Poco a poco, el tercer álbum de estudio de Jacobo Serra se fue convirtiendo en una búsqueda de lo imposible (llegó incluso a ser el título del álbum por un tiempo). Cuenta así su autor su laborioso proceso: “Todo lo que se oye de sintes de ambiente son colas de las cuerdas. Todo es orgánico, a base de efectos sobre los instrumentos y regrabados sobre ellos mismos hasta llegar al eco de la pista que producía una reverberación, que era la que metía en un sampler para crear las notas sobre las que trabajar. Funciona muy bien porque es real, un sinte sintético se peleaba con toda la naturaleza que tiene el disco”. Además de las dificultades técnicas, la aventura acabó en odisea por un proceso de Covid-19 que dejó al cantante sin voz durante 6 meses, justo cuando estaba todo listo para grabar las voces. Se intuía la tensión sufrida mientras lo contaba: “Los médicos no sabían qué era. Además, yo, como persona a la que define su voz… es que yo sin mi voz soy una mierda. Lo primero que piensas es tirar la toalla y a mí me ha pasado muchas veces, pensé en varias ocasiones que no iba a conseguir acabar el disco”.
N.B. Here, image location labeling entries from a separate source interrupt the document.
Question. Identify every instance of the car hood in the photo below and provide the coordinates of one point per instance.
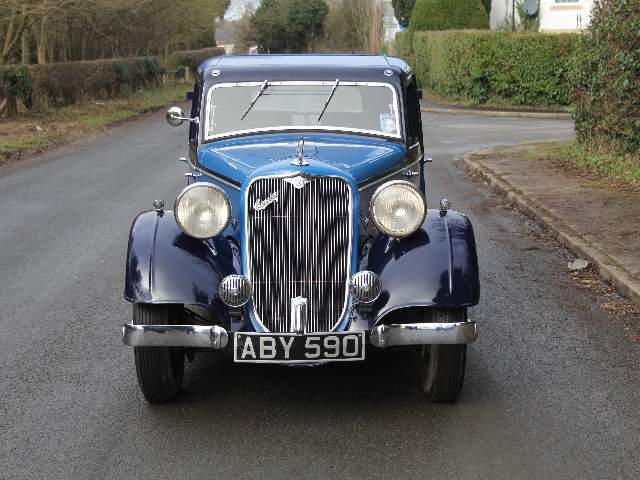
(360, 158)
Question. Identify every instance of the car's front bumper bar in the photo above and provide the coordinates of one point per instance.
(198, 336)
(423, 334)
(206, 336)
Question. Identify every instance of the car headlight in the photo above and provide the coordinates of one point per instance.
(202, 210)
(398, 208)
“Doce es la banda sonora que nadie pidió a Jacobo Serra”, bromea. En él, conviven la humanidad y sus temas universales, apoyados sobre ideas sencillas inspiradas en la naturaleza. Se adentra el conflicto con una narrativa sutil, como en una película de esas en las que parece que no pasa nada, pero que cuentan con autenticidad lo que es la vida. Entre escenas que se alejan de los cánones establecidos del pop, que tienden más a hacia las estructuras de piezas clásicas, el compositor suelta las influencias que más le emocionan. Cita al musical de Cole Porter; a Thomas Mann y Luchino Visconti con su ‘Muerte en Venecia’ (también título del noveno corte del disco); a las estructuras cambiantes de Chopin; por su puesto, a sus imprescindibles Beatles de la etapa del Sgt. Pepper’s; al estilo más clásico de Nelson Riddle en búsqueda de los arreglos de cuerda; a Lorca, Elvis Presley, Sinatra e incluso las pinturas de Murillo en la oscuridad de las iglesias del Barroco.
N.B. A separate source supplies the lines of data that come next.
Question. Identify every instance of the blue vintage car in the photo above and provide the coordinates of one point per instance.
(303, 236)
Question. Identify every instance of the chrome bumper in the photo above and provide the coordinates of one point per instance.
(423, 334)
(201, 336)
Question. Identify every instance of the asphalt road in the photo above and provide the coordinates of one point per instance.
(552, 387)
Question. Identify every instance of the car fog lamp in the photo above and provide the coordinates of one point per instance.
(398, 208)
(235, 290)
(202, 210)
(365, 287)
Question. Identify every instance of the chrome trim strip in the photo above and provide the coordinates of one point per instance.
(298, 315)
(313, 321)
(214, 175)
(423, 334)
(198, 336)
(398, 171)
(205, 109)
En ‘Mayo – Eterno Retorno’, se reencuentra con un mantra que lo ha ayudado a acabar este trabajo: Sé que vivir es saber sufrir. Un lema que, junto con el buen ánimo de los rayos de sol de la primavera, trae el alivio en forma de perspectiva. “Es que nos han engañado, asimilar esto te da cierta tranquilidad y un nivel de armonía y control, de madurez”. En definitiva, Doce es un ejercicio de reflexión a ritmo de vals, un disco casi sinfónico en el que se habla de la vida desde la ambigüedad y los distintos puntos de vista que solo otorga el tiempo. Un disco para nadar entre las cuerdas y los vientos de una orquesta todopoderosa.